История социальных учений в XIX веке. Англия и Германия




История социальных учений в XIX веке. Англия и Германия

Введение. Личность и общество в античном мировоззрении. Христианство

Я прихожу к вам сегодня как старый знакомый. Два года тому назад мы вместе приступили к изучению основных фактов экономической науки. За эти два года вы, конечно, далеко ушли в фактическом изучении экономической жизни и в дальнейшем, конечно, еще больше углубитесь в эту фактическую сторону. Но мой теперешний курс имеет в виду не обогащать вас знаниями новых фактов и вообще дальнейшим детальным изучением. Моя задача другая. Если нужно изучать фактическую сторону истории для понимания современности, то не менее важно спросить себя о смысле этих фактов, об их значении, о ценности. Спрашивая о смысле, мы спрашиваем вместе с тем не только о том, что есть, но и о том, что должно быть, о нормах или идеалах.
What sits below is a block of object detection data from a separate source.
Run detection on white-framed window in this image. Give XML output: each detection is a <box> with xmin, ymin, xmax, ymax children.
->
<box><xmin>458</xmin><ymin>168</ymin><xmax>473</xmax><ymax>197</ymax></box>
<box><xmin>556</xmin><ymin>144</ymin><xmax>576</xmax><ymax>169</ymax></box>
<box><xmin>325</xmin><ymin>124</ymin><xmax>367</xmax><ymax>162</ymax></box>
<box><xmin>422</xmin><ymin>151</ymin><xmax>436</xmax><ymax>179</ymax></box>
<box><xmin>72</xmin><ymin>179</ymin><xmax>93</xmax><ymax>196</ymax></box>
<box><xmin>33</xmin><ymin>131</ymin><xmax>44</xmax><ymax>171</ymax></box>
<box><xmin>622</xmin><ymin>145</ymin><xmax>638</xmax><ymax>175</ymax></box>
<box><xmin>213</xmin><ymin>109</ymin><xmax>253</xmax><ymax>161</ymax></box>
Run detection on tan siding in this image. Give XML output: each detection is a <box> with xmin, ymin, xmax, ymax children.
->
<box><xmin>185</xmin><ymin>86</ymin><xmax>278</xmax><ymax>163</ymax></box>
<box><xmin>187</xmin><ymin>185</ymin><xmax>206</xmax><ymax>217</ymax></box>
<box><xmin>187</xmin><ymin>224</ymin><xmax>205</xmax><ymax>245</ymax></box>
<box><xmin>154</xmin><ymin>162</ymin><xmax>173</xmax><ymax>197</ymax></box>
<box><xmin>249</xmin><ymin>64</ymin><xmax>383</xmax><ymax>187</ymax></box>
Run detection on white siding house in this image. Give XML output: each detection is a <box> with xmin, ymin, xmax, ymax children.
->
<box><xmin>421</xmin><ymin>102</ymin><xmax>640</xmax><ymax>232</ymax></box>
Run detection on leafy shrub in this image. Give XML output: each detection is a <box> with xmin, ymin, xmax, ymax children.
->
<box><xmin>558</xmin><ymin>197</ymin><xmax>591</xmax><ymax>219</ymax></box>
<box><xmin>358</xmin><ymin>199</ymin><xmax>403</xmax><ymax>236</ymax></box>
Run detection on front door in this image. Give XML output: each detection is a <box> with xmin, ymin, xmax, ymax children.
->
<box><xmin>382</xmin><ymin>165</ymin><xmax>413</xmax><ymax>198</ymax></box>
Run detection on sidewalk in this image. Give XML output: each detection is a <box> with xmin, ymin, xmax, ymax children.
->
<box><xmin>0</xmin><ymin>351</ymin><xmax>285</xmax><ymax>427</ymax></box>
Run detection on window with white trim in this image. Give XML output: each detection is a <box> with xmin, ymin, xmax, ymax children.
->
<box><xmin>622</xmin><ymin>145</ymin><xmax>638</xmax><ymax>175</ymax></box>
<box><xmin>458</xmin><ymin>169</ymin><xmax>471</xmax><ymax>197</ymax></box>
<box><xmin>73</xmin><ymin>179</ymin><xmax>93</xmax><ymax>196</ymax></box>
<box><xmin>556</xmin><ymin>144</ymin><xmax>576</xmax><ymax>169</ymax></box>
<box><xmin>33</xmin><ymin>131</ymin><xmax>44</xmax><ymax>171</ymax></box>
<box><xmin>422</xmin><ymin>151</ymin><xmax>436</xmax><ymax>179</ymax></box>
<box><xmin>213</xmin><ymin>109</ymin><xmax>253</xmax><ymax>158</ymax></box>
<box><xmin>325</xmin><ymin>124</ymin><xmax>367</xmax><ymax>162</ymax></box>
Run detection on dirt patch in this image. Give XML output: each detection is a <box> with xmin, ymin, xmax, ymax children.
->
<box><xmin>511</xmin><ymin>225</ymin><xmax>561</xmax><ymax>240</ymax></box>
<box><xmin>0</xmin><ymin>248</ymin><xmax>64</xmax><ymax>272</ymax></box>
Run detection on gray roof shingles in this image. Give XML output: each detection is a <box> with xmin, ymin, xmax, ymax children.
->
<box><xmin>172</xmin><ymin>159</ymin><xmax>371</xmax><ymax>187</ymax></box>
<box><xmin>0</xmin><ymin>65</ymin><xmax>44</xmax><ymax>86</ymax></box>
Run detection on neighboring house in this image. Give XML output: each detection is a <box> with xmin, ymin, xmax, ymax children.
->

Эти вопросы естественно у каждого из вас являлись и являются при изучении фактов, относящихся к социальной жизни, к тому, что нас непосредственно окружает и затрагивает. Отвечая на эти вопросы, можно идти двумя путями. Можно идти путем догматического изложения, т. е. развивать какую–либо определенную доктрину или точку зрения. Я мог бы перед вами развить основные положения того мировоззрения, которое я сам считаю истинным, и этим ограничиться. Но наше время вообще охотнее мыслит не догматически, а исторически. Историзм есть отличительная черта вообще современной эпохи, современной науки, современного миропонимания, и всякие идеалы, всякие проблемы наше время охотнее понимает и изучает в их историческом генезисе. Поэтому, с точки зрения педагогической, я почел бы себя не вправе уклониться от этого исторического пути, не обратившись к истории с тем, чтобы посмотреть, как те же самые вопросы ставились и разрешались в разные времена истории человечества. При этом историческом обзоре, само собой разумеется, проявляется и не может не проявиться и собственная точка зрения лектора. Но центр тяжести все–таки лежит гораздо больше в том, чтобы заставить говорить этих авторов самих за себя.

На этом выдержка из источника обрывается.